CV Academy 2021: is there a sex-specific phenotype for atherosclerotic plaque?

Ischaemic heart disease

30 Sep 2021

The Amgen-sponsored CV Academy 2021 kicked off with international guest speaker Dr Leslee Shaw, Women’s Health Director at the Icahn School of Medicine at Mount Sinai. She discussed the differences in cardiovascular (CV) health between men and women, highlighting how differently the disease can manifest.

More than biology driving differences between men’s and women’s CV health

Dr Shaw explained how at the biological level, there is sexual dimorphism in plaque formation between the sexes. “They can manifest themselves as varied clinical characteristics or presentations, such as more diabetes, hypertension and obesity in women than men. But I cannot talk about the sex differences without acknowledging the gender and cultural issues at play as well,” explained Dr Shaw. “We get varied referral patterns, smaller samples of women in our knowledge base. There are also age and risk-factor related differences as well as novel biomarkers. Females over the age of 13 have higher C-reactive protein levels for example, which mean they exist in a more inflammatory mileu. There’s also race and ethnicity differences that not only drive difference in phenotype, but access to care as well,”1 she said

Pathologic observations of sex differences

In terms of sudden cardiac death, Dr Shaw presented a graphical representation of typical plaque rupture in men versus women. “In men, you see a necrotic core with an occlusive thrombus. In women, the more common presentation is plaque erosion with an intact fibrous cap and early fibroatheroma.”2 She went on to explain the more potent and prognostically significant difference is “not just the non-occlusive nature of plaque formation and lower plaque burden overall, but rather that they are predominantly non-calcified plaques.”3

Dr Shaw’s key differences of note:

1. There is a delay in the increased incidence of calcified plaques in men vs women

Data from the Coronary Artery Calcium Consortium shows the prevalence increases around age 35 in men but age 45 in women. “Over that 10-year gap, women gradually lose oestrogen as they enter a perimenopausal phase. With the menopausal stage the calcified plaque burden increases,”4 explained Dr Shaw.

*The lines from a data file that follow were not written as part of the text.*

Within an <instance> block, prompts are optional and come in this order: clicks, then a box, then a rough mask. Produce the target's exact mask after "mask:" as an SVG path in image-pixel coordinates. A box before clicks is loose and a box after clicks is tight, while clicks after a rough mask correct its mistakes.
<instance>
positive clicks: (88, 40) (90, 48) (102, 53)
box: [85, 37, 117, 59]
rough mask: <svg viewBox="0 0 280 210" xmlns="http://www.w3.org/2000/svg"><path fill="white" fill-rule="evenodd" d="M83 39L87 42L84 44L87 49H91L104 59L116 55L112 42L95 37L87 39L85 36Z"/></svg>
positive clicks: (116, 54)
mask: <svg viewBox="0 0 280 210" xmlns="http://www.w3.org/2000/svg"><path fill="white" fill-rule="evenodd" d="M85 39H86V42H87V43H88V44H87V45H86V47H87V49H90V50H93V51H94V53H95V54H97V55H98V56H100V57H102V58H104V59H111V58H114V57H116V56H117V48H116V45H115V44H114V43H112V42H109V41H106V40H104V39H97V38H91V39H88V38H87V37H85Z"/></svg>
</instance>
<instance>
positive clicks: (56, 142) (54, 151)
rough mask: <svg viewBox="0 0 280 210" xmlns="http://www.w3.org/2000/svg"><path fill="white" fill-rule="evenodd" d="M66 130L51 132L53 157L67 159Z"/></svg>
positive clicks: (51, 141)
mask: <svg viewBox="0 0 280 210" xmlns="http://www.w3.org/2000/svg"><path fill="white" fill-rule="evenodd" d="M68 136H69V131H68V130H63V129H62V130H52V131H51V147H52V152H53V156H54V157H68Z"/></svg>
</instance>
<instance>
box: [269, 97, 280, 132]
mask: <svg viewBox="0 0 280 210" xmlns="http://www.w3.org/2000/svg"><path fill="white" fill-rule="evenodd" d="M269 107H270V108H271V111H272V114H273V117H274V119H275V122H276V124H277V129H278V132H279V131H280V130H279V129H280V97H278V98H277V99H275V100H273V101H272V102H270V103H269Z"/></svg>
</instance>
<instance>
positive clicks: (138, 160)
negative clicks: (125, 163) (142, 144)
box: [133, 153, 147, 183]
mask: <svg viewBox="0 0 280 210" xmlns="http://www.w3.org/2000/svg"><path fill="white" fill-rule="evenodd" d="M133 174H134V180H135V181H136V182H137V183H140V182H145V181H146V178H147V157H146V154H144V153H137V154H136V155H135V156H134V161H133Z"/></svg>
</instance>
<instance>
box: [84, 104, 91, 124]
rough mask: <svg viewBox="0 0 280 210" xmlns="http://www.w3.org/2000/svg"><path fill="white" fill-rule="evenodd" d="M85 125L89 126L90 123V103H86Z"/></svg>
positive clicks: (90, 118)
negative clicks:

2. Women have more nonobstructuve plaque than men

“I can show lots of examples of this in the invasive as well as the non-invasive literature,” explained Dr Shaw. “Years ago we used to pool the data and really did our patients a disservice, now knowing that there is a huge difference in risk between obstructive and non-obstructive disease among men and women. Nonobstructive CAD in women is prognostically important.6-8 As we start to peel the layers back, we need to appreciate what’s stabilising the plaques – that could be calcification.9 But those that are at high risk of progression are those with a necrotic core and positive remodelling. Lumenograms can be misleading. The PROspective Multicenter Imaging Study for Evaluation of Chest Pain Trial demonstrated how high-risk plaque features are more predictive in women who are younger and with nonobstructive CAD.”10,11

Where this leaves us is to consider how today’s diagnostic evaluations could be leaving women out. “Today’s procedures aim to detect obstructive disease and women who need coronary revascularisation. That’s kind of a problem, knowing that many have nonobstructive disease and could be high risk because of that. It’s important for us to keep in mind and to consider preventive strategies even though the guidelines don’t address that just yet.” Looking to the future, Dr Shaw left delegates to consider the following sex differences in atherosclerosis:

  • Lumen volume and vessel size
  • Diffuseness of atheroscleorotic disease
  • LV mass and the myocardial area at risk
  • Tortuosity
  • Obesity, in particular pericardial adiposity and inflammation

This article was commissioned by Amgen Australia. The content is independent and based on studies and the author’s opinion. The views expressed do not necessarily reflect the views of the sponsor.

References

  1. Shaw L, et al. J Am Coll Cardiol. 2017;70 (3) 373–388.
  2. Yahagi K, et al. Nat Rev Cardiol. 2016 Feb;13(2):79-98
  3. Ylä-Herttuala S et al. EHJ 2013;34:3251-8.
  4. Shaw L et al, EHJ 2018;39:3727-3735
  5. Pepine CJ et al. J Am Coll Cardiol 2015;66(17):1918-33.
  6. Min JK et al. J Am Coll Cardiol. 2011;58(8):849-60.
  7. Schulman-Marcus J et al. JACC Cardiovasc Imaging. 2016;9(4):364-372.
  8. Plank F et al. Neth Heart J 2019;27(5):272-280.
  9. Ahmadi A, et al. J Am Coll Cardiol. 2019;74(12):1608-1617.
  10. Ferencik M, et al. JAMA Cardiol 2018;3:144-152.
  11. Williams MC, et al. Circulation. 2020;141(18):1452-1462.